ターラム大公ゴートレイトは甥である男の分厚い手を握り労った。
「礼には及びませぬ、ここで動かねば後難となりましょう」
ダモンの族長ログアード辺境伯ヘイルマは叔父の憔悴した様子に憂慮した。
「此度は姫君に無理を強いてしまった。不憫でならぬ」
少女の肩に掛かる宿命の重さは、愚かな大人たちの罪の重さでもあった。
「そうでもありませぬ。意外にも娘の方が乗り気で御座いました。
以前から憎からず想い寄せていた様に御座います」
「左様であるか!姫君は泣いてはおらぬのだな?」
ゴートレイトは安堵の表情を浮かべ腰を下ろした。
「はい閣下。
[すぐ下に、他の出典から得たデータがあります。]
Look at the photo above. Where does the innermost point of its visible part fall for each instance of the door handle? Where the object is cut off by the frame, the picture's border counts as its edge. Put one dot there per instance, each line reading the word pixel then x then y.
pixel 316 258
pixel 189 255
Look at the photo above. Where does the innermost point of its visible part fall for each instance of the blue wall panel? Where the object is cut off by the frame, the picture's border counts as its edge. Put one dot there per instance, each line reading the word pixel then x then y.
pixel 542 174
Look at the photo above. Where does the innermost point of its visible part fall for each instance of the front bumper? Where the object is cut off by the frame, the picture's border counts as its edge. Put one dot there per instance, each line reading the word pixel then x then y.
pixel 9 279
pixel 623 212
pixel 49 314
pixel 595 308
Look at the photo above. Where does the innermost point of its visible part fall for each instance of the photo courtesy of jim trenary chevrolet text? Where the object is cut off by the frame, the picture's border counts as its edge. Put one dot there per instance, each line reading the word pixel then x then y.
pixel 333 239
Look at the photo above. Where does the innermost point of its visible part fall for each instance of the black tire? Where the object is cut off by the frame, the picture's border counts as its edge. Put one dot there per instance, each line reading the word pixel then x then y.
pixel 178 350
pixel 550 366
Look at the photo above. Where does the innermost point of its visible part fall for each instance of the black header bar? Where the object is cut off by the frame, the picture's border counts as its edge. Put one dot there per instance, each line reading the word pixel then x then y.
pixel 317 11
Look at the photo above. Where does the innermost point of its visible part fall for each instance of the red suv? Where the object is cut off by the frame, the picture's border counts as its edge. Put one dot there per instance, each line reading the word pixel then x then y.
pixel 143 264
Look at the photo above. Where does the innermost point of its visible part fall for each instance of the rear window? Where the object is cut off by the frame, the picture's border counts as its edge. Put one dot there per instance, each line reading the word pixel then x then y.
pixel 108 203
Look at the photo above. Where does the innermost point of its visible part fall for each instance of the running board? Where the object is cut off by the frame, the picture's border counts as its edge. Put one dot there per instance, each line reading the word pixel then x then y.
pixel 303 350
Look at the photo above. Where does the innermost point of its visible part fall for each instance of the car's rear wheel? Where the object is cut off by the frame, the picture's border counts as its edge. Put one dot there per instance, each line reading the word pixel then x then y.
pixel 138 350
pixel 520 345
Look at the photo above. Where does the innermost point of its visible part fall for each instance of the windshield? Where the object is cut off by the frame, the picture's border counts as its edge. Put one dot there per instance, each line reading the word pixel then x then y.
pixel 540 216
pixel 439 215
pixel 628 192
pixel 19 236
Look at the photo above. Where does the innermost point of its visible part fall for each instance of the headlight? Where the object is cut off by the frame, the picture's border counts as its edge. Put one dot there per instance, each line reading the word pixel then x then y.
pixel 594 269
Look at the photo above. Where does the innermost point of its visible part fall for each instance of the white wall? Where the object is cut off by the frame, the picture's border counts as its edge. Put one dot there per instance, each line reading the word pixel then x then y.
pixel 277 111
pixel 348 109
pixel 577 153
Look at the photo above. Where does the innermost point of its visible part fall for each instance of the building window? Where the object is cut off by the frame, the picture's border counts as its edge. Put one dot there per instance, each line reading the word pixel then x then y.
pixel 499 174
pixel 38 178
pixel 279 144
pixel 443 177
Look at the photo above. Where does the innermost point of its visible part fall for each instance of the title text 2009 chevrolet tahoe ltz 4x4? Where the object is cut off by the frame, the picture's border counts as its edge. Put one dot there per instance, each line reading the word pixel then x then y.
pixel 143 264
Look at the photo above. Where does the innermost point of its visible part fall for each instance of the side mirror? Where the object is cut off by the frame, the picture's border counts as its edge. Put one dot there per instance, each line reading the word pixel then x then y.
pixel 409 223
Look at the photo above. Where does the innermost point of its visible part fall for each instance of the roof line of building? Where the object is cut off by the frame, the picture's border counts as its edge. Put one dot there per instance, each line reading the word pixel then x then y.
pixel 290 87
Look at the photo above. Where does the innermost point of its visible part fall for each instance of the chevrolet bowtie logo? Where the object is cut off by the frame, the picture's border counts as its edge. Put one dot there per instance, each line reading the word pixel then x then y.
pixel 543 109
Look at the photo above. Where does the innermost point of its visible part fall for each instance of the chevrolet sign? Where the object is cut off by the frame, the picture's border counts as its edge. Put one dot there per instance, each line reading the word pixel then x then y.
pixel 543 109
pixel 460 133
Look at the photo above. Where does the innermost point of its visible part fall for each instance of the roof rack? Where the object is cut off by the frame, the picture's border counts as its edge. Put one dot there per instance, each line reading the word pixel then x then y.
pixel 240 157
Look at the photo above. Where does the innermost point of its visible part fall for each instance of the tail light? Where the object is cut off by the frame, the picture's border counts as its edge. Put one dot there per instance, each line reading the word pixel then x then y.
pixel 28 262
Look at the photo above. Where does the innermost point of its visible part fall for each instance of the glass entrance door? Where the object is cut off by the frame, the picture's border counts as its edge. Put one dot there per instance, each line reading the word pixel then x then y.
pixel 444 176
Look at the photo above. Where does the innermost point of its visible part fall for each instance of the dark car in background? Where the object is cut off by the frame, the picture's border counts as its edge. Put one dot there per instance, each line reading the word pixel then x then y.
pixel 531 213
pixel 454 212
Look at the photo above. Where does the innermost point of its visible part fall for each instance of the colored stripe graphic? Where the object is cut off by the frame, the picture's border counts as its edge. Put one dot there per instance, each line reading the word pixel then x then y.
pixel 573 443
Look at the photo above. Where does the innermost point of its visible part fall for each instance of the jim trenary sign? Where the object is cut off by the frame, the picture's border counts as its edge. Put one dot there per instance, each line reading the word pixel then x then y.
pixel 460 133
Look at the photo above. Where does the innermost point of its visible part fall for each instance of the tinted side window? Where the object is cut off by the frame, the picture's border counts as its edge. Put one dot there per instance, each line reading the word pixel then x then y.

早くも新妻気取りに御座います」
随分と老けてしまわれたなと思いながらヘイルマは対座した。
スペンド侯爵と接触したあの懇親会以降、火花を散らす導火線を追う様にして
走り回った。
すぐさまヘイルマに書簡を送り、第二王子派の動きを知らせると共に、
王族以外との婚姻を進める様に促した。
元老院を構成する4人の選帝侯、精霊教会教皇、ウイルヘイズ大公と会談を重ね
エルサーシアの婚姻の後ろ盾と、聖女就任の絵図を取りまとめた。
第二王子派による婚姻の妨害を防ぐ為に元老院の後ろ盾を得た。
これで異論を口にする者は元老院と敵対する事になる。
王の無理強いを無効にする為に聖女の地位を用意した。
精霊教会の教皇は、国王はおろか皇帝の命にも従う事は無い。
教会は聖女の地位を教皇と同等とする事を決定した。
どうにか次期国王の継承問題からエルサーシアを隔離する目処が付いた。
王や第二王子派の後ろでジョンソン侯爵が糸を引いているのは分かっていた。
しかしどちらの王子が即位しようと王族の近従として内裏を差配する事に
変わりは無い筈だ。
何所に本意があるのか読み切れない事にゴートレイトは不安を感じていた。
「それが解らぬのだ。其方はどう見る」
「もし私がフリーデル殿下を担ぎ上げるなら傀儡にして王国を簒奪致します。
もちろん陛下には鬼籍に入って頂きます」
冷気が漂う様な話を事も無げにヘイルマは語る。
「恐ろしい事を言うものだな」
まさかと思う反面、一つまた一つと歯車の噛み合う音が聞こえる。
「しかしそれは無理があろう。あ奴にそこまでの力は無いぞ」
その様な非道は元老院始め諸侯が許さない。
「ジョンソン候の力だけではそうでしょう。しかし大きな後ろ盾が在れば
可能で御座います。
誰もが沈黙してしまう程の脅威が後ろに控えていたならば」
ぐっ!と眉間に力を込めたヘイルマに見つめられて、
ゴートレイトの頭の中でカチリと噛み合った歯車が回りだした。
「南蛮かっ!」
南蛮バルドー帝国との国境を守護しているキーレント辺境拍は第二王子派だ。
外敵から国を守る防人でありながら、ダモンは北方の英雄と呼ばれ
尊敬を集めているのに対し、キーレントがその様に称賛される事は終ぞ無い。
それはダモンが平和的に併合されたのに対し、キーレントは戦に負けて
降伏したと言う歴史的背景にある。
キーレントのダモン嫌いは国中の誰もが知っている。
「あ奴らは外患を誘致するつもりなのかっ!帝国の属国に成り下がるぞっ!」
我知らず身を乗り出してゴートレイトは吠えた。
「これは想像に過ぎませぬ、推測ですら無い話で御座います」
ですが・・・とヘイルマは言いかけて、あえて口を噤む。
「最悪を想定せぬ愚を犯すわけにはいかぬか・・・」
無言の意を受けてゴートレイトが言葉を繋げる。
「軍の諜報部を動かします。もしもの場合はジョンソン候を弾劾し、
即座に譲位を執り行い、キーレントを討伐し国境を閉鎖せねばなりません。